Sorokoust, ölenler için kırk gün boyunca kılınan bir dizi duadır. Bu ayin için herhangi bir kısıtlama yoktur, merhumun ayininin bitiminden hemen sonra sipariş edilebilir.
Sorokoust'a ek olarak, bir yıl altı ay boyunca anma töreni sipariş edebilirsiniz. Ayrıca, birçok manastır sonsuz anma için dilekçeleri kabul ediyor. "Ebedi" teriminden, "Tapınak durduğu sürece", yani belirli bir manastırın faaliyet gösterdiği süre anlaşılmalıdır. Ebedi anma için dilekçeler, ayin süresi sınırlı olduğundan, kentsel veya kırsal kiliselerde kabul edilmez.
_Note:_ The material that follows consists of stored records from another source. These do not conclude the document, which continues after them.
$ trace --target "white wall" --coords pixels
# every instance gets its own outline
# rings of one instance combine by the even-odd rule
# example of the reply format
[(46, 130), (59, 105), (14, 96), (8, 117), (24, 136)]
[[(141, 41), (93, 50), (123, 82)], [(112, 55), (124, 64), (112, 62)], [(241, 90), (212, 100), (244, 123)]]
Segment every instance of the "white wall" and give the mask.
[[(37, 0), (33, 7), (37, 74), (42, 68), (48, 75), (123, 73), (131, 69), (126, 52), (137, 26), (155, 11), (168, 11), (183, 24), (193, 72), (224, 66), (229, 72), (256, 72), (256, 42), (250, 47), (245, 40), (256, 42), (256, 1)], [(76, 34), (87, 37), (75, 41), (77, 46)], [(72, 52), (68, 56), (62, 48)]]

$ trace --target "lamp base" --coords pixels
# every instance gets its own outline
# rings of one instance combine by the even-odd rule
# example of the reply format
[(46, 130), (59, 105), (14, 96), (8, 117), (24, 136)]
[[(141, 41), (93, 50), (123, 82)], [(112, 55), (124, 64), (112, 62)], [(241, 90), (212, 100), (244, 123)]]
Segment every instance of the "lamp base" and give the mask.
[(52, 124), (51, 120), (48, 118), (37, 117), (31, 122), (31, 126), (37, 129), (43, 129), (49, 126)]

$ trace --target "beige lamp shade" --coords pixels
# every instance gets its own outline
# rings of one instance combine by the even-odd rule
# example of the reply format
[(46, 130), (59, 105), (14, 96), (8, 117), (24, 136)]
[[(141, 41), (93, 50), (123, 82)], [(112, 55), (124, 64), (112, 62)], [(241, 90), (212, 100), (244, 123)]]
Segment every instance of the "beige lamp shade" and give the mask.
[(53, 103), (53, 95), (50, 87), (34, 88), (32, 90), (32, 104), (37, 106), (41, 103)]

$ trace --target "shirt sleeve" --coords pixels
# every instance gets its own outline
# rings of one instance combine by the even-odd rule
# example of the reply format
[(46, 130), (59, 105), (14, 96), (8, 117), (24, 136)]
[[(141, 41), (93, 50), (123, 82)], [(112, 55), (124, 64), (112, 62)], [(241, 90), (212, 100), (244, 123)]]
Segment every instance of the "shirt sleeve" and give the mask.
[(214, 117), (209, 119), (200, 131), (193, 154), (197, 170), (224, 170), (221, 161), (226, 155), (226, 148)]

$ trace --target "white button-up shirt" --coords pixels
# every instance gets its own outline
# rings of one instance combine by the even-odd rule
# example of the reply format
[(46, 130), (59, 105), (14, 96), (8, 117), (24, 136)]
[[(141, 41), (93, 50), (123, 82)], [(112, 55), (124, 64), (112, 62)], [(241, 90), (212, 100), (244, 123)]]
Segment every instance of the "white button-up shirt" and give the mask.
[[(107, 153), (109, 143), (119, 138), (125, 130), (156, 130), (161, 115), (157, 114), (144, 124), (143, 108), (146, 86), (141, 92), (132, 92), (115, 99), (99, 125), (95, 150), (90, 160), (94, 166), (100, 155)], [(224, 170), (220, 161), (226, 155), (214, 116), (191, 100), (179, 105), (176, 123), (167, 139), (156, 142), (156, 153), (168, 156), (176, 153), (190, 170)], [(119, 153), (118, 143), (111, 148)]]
Ancak keşişler neredeyse günün her saati Rab'be dua etme fırsatına sahipler.
Evde ölüler için dua etmeli miyiz?
Günümüz dünyasında bu konu en acil olanıdır. Geleneksel olarak, evde resimler, mumlar ve diğer özelliklerle birlikte bir “Kırmızı Köşe” olması gelenekseldir. Ayrıca her gün dua etmek de adettendir, geleneksel olarak bu yatmadan önce yapılır.
Elbette dualar, ölen sevdiklerinden bahsetmeyi de içerir. Ölümünden sonraki ilk kırk gün içinde ölen kişinin ruhuna merhamet etmesi için Rab'be dua etmek özellikle önemli kabul edilir.
Ancak günümüz dünyasında insanların takvası kalplerinde yoğunlaşmıştır. Çok az insan evde dini ritüel niteliklere sahiptir ve yatmadan önce yüksek sesle dualar okur. Bu özellikle Rusya için geçerlidir,tanrısızlığın uzun süre hüküm sürdüğü yer. Sovyet iktidarının yılları ve insanların ateizmde zorunlu eğitimi hakkında. Din kavramının ve rolün yerini parti, Hıristiyan değerlerinde eğitim aldı - halka açık çocuk örgütleri.
Bu nedenle, içsel bir ihtiyaç yoksa simgeler koymaya ve yüksek sesle dua etmeye gerek yoktur. Ayrılanlar için duada samimiyet önemlidir ve "bir şablonu kopyalamak" değil. Tapınağa gelip görüntüde kendinize dua etmek, ölen sevilen biri için merhamet istemek yeterlidir. Böyle bir dua dürüst olacak ve Rab kesinlikle bunu duyacaktır.